As she stood 22 stories above downtown Boston this past July, preparing to rappel off the roof of the Hyatt Regency hotel—just down the street from Suffolk—Natalie Breen waved to her mom, who proceeded to cover her eyes.
“You’re the calmest person I’ve seen all day,” said the assistant preparing her for her descent. Perhaps what centered Breen at 200 feet up—despite her initial nervousness—was thoughts of what brought her to that roof in the first place: a conviction to support individuals with disabilities, and her love for her brother.
Breen was there as a participant in a fundraiser for Special Olympics Massachusetts called Over the Edge, open to individuals who raised more than $1,000 for the organization.

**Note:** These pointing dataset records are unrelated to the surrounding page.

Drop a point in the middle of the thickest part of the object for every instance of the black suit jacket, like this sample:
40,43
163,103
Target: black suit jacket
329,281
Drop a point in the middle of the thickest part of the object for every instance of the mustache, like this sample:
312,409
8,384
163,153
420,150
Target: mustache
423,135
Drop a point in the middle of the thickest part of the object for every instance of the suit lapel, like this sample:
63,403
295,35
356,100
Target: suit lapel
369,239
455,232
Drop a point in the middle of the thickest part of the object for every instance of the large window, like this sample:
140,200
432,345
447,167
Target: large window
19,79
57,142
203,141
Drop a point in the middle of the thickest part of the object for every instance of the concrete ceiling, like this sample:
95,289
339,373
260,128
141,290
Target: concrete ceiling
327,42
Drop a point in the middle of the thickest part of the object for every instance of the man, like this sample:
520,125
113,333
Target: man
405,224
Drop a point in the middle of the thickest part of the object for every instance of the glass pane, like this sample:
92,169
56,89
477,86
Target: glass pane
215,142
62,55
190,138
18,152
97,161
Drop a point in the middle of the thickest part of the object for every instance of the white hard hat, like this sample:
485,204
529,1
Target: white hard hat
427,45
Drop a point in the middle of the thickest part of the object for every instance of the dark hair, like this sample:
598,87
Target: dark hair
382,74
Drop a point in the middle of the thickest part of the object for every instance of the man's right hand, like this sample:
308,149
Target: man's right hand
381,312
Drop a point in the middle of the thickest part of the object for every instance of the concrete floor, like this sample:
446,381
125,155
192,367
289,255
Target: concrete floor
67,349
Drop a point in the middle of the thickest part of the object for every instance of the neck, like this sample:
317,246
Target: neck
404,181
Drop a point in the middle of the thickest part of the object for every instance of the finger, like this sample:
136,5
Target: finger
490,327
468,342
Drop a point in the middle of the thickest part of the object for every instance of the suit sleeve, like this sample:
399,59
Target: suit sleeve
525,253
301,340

Breen, whose brother Pat plays basketball on the Special Olympics team, raised $1,200 in just three days thanks in part to the generosity of her Suffolk friends.
The young advocate wrote a blog post about her relationship with her brother, which spread rapidly among her friends and family via social media. It’s also been republished by Bay State Parent magazine.
This is not Breen’s first foray into autism advocacy; she has been involved with Autism Speaks for the past decade. In addition to helping her brother with the speeches he gives about his experience, she and her family also participate in the organization’s annual walk, raising more than $10,000 over the years. She’s also been tapped to start a greater Boston young professionals’ group for the organization.
Closer to home in Medford, Mass., after her brother won the city’s Disability Awareness Award (on Breen’s nomination), Mayor Michael McGlynn asked if she would join the city’s Human Rights and Disability Commission. The other members include professors from nearby Tufts University and city employees.
“I’m like the only person under 50 there,” says Breen, who at Suffolk has participated in SOULS and the Journey Leadership Program. “I feel like I have a lot of energy, so I hope having someone younger adds some freshness to it. I can see there have been stalemates on a lot of issues.”
As if that wasn’t enough, Breen was selected to participate in the College Think Tank this past June. She was one of more than 100 Boston-area college students who convened at the MassChallenge headquarters in Boston’s Innovation District to brainstorm solutions to vacancy and housing issues in the city.
At the end of the day, the groups presented to a crowd including Boston Mayor Thomas M. Menino, and the city’s Office of Business Development and Boston Main Streets will work to turn the students’ ideas into reality.
Meanwhile, Breen is focused on helping shape a reality that better caters to people with disabilities—and that includes raising enough money to be back on the roof of the Hyatt Regency next year.